Counseling group criticizes foreclosure-help hotline
At one point, 26 percent of the calls to the Hotline were abandoned. Homeowners whose calls were answered were frequently given minimal counseling or simply told to call their mortgage lenders.
I heard this complaint from a Midwestern homeowner, too, as it happens.
I looked for a response from the Homeownership Preservation Foundation, which runs the hotline, but it may be a while before I hear back. It says on its website that it generally needs 24 hours to respond to media inquiries. (No, I'm not going to insert a joke here. Honestly.) The hotline is getting a lot of calls because President Bush has pointed struggling homeowners there.

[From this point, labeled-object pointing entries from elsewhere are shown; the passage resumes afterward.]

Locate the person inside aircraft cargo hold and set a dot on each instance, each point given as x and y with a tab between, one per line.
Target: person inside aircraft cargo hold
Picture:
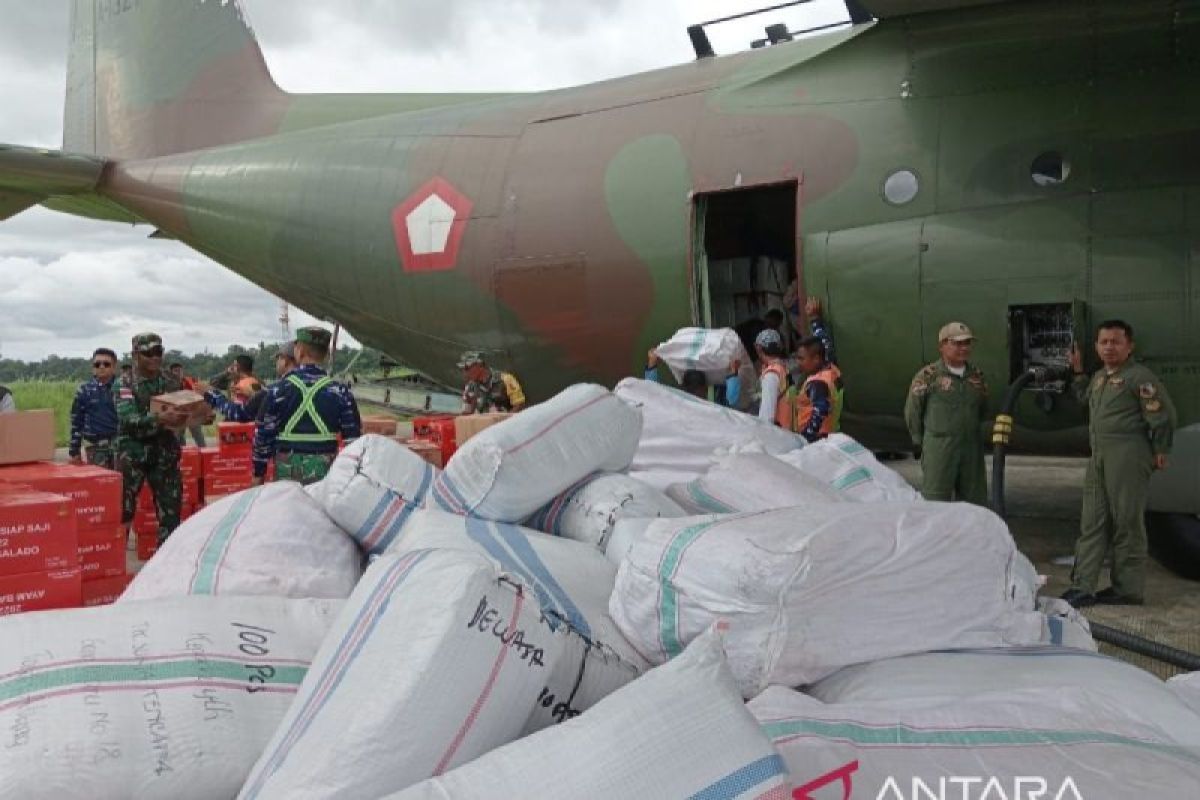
773	379
820	401
487	390
94	414
1131	426
947	403
147	445
303	416
696	384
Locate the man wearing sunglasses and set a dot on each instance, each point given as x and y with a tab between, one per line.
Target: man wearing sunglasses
94	414
946	407
148	446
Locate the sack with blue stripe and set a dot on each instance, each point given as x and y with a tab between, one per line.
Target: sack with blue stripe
269	540
807	593
751	482
165	699
852	470
372	488
438	657
588	511
514	468
681	731
570	582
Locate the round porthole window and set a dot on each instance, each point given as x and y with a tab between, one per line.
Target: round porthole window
1050	169
900	187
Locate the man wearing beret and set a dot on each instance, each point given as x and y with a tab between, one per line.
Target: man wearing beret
304	414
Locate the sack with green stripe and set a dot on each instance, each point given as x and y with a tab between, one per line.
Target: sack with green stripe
1062	743
807	593
753	482
852	470
168	699
270	540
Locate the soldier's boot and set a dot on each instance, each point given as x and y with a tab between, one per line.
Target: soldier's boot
1093	530
1127	485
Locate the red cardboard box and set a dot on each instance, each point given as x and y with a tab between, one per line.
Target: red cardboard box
37	531
33	591
105	591
102	553
96	491
235	438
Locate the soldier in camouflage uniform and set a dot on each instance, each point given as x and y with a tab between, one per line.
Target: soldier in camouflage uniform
94	414
303	416
1132	422
486	389
148	444
947	403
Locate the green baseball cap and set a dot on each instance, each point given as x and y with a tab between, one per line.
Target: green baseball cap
147	342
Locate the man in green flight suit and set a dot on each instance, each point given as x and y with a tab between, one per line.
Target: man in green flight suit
947	403
147	443
1132	422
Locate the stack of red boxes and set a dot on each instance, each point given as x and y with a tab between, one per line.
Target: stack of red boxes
99	537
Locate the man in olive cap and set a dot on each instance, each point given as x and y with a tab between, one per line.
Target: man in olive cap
303	415
947	403
148	443
487	390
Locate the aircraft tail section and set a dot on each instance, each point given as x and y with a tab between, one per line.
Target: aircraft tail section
156	77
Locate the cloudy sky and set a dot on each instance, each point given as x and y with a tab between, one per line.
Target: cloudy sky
69	286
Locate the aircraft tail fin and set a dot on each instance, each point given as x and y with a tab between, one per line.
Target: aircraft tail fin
150	78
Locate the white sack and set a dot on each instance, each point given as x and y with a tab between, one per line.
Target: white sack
588	510
436	660
709	350
514	468
751	482
681	433
570	582
679	731
270	540
372	487
963	674
169	699
852	470
810	590
1012	745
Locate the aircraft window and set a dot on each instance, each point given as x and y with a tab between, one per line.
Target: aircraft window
1050	169
900	187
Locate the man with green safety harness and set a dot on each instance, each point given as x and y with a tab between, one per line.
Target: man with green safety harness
303	416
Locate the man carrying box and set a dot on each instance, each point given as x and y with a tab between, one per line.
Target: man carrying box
148	444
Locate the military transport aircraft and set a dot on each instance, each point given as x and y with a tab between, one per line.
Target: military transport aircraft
1027	167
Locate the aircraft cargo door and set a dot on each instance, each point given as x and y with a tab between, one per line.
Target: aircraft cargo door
870	281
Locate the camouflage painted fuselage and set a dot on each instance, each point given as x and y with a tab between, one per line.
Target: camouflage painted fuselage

This is as good a time as any to remind folks in trouble on mortgages that if you need help and don't get it in one place, it doesn't hurt to try another.
UPDATE at 12:45: The Homeownership Preservation Foundation has responded with a statement that calls the NFCC's accusations "false and misleading." The preservation foundation said it is reviewing its legal options.
It said its counselors are doing real counseling -- an hour on average to 19,558 homeowners in January. It said the remainder of the callers had "other questions which included: questions about the rate freeze program, calls on behalf of family and friends, inquiries about grant funds, basic information about the HOPE hotline, calls from brokers and realtors, etc."